Through the previous analysis, it can be seen that the process parameters that can significantly affect the total annual cost of heat integration process are cold to hot feed ratio and hot feed temperature of the sour water stripper, column pressure, feed temperature of solvent distillation column, and column pressure of the solvent stripper.
Two ideas for implementing heat integration and simultaneous process parameter optimization for chemical processes using column equipment may be obtained from the analysis of the impact of the aforementioned factors on the annual total cost:
(1)
Optimize the heat distribution and temperature distribution in the process by optimizing the conditions outside the tower as far as possible;
(2)
Optimize the heat exchange equipment on the main material flow with large flow rate as far as possible.
In this phenols and ammonia recovery process, the optimal parameters at the lowest total annual cost were obtained as shown in Table 6.
At this point the incidence matrix is:
[ 2 0 4 0 0 0 7 7 9 0 0 2 0 0 3 0 0 0 ]
The corresponding heat exchanger network structure is shown in Figure 9, containing seven heat exchangers, six coolers, and three heaters, consuming 10,668 kW of cold utilities and 13,444 kW of heat utilities, with a total annual cost of 306,400 USD/year.
According to the obtained heat exchanger network structure, the process simulation of phenols ammonia recovery process of coal gasification wastewater with heat exchanger network structure was completed on Aspen Plus. The schematic diagram of the heat exchanger network streams direction is shown in Figure 10.
The main streams of the heat exchanger network are divided into four routes.
(a)
The extracted residue from the extraction column was heat exchanged with the bottom discharge of the solvent distillation column, the gas phase from the second flash tank, and the gas phase discharge from the top of the solvent distillation column, and then heated to 60 °C by the auxiliary heater and fed into the solvent stripper.
(b)
The raw material is divided into 74 wt% and heated to 146 °C by heat transferring with the bottom discharge of the sour water stripper and the ammonia-containing gas extracted from the side line, and then fed into the sour water stripper as hot feed.
(c)
The bottom wastewater discharge from the sour water stripper provides heat for the reboiling flow of the solvent stripper, and then cools down to 40 °C through the hot feed stream.
(d)
The ammonia-containing gas extracted from the side line is divided into two streams through the splitter, one of which is heat exchanged with the raw material hot stream, and the other is heat exchanged with the extract of the extraction column. Two streams are combined after the heat exchange is completed and enter the first flash tank.
The parameter optimization and unoptimized heat integration process comparison is shown in Table 7.
On the premise of considering the optimization of process parameters, the heat integration of the phenols and ammonia recovery process of coal gasification wastewater can further obtain greater room for improvement on the basis of conventional heat integration.

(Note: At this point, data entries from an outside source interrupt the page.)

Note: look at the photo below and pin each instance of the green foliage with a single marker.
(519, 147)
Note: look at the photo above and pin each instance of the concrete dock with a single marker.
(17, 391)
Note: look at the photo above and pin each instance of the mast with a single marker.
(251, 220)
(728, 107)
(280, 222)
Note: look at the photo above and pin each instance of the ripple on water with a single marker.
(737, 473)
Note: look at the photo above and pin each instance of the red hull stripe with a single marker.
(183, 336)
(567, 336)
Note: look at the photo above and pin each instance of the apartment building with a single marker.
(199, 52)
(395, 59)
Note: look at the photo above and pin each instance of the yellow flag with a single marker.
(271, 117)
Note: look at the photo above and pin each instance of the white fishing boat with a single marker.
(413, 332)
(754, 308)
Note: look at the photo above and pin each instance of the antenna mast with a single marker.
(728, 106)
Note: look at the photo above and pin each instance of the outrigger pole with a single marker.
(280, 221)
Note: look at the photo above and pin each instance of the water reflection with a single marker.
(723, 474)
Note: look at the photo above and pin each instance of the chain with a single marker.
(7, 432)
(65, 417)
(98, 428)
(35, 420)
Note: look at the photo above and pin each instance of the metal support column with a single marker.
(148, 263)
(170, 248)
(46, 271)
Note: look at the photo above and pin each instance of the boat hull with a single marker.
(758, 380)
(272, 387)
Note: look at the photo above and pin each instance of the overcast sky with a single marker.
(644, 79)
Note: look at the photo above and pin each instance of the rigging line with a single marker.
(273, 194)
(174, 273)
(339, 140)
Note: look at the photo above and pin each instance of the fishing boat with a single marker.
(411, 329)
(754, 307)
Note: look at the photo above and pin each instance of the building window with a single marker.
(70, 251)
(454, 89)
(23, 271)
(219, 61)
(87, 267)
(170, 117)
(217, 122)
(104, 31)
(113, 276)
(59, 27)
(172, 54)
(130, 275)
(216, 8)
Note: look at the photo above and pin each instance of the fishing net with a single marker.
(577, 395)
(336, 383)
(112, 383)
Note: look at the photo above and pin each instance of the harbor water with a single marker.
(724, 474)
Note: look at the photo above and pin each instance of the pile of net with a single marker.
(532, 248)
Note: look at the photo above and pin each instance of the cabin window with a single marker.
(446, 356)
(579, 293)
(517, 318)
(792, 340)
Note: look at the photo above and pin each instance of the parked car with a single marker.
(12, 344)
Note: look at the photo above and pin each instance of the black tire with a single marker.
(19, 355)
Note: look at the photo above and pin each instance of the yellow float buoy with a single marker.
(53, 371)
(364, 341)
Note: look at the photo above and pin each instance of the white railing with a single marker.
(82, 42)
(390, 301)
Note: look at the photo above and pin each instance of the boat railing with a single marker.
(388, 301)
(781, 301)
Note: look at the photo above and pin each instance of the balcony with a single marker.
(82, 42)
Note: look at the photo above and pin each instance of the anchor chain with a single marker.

The new heat integration process not only saves 18.2% of equipment costs, but also greatly improves the heat transfer matching between streams, which reduces the total utility consumption by 14.3%. In general, the new heat integration solution can further save 15.1% of the total annual cost compared with the conventional heat integration solution. The heat integration scheme has provided guidance for the optimization of the phenols and ammonia recovery process.

5. Conclusions

In conclusion, the present work explored the heat integration of the phenols and ammonia recovery process from coal gasification wastewater considering the changes in process parameters. The simulation and optimization of this process were carried out using Aspen Plus. A programming method for heat exchanger network synthesis based on hybrid genetic algorithm was established by Matlab, which can optimize process parameters and heat integration simultaneously.
Based on the stream information obtained from Aspen Plus simulation, the heat integration process of phenols and ammonia recovery process is designed and optimized by combining it with the heat exchanger network optimization. Taking the total annual cost after heat integration as the objective function, the following process parameters are optimized: the hot feed temperature and cold/hot feed ratio of the sour water stripper, the set temperature of the three-step partial condensation system, the feed temperature and column pressure of the solvent distillation column and the solvent stripper. The results show that the total annual cost after heat integration is the lowest when the cold-to-hot feed ratio is set to 0.15, the hot feed temperature of sour water stripper is set to 146 °C, the temperature of the three-step partial condensation system is set to 138/106/40 °C, the feed temperatures of the solvent stripper and solvent distillation column are 85/120 °C, and the column pressures are 0.8/1.2 atm. Compared with the conventional heat integration process, the total energy consumption is reduced by 14.3%, and the equipment cost is reduced by 18.2% in the new heat integration process. In a comprehensive analysis, its total annual cost was reduced by 15.1% compared with the original heat integration process.
Two principles of simultaneously optimizing heat integration and process parameters for chemical processes with column equipment are summarized by the proposed heat integration optimization method. According to these two principles, it is expected to further optimize the large-scale chemical processes with preliminary heat integration, thereby providing theoretical guidance for the economic and environmental development of large-scale chemical processes.

Author Contributions

Q.Y.: funding acquisition, project administration, resources; J.Z.: investigation, visualization, writing—original draft; Y.L.: methodology, software; P.Y.: supervision, validation, writing—review and editing; F.W.: data curation, formal analysis. All authors have read and agreed to the published version of the manuscript.

Funding

This research was funded by the National Natural Science Foundation of China (Grant No. 22178113). And The APC was funded by Qiliang Ye.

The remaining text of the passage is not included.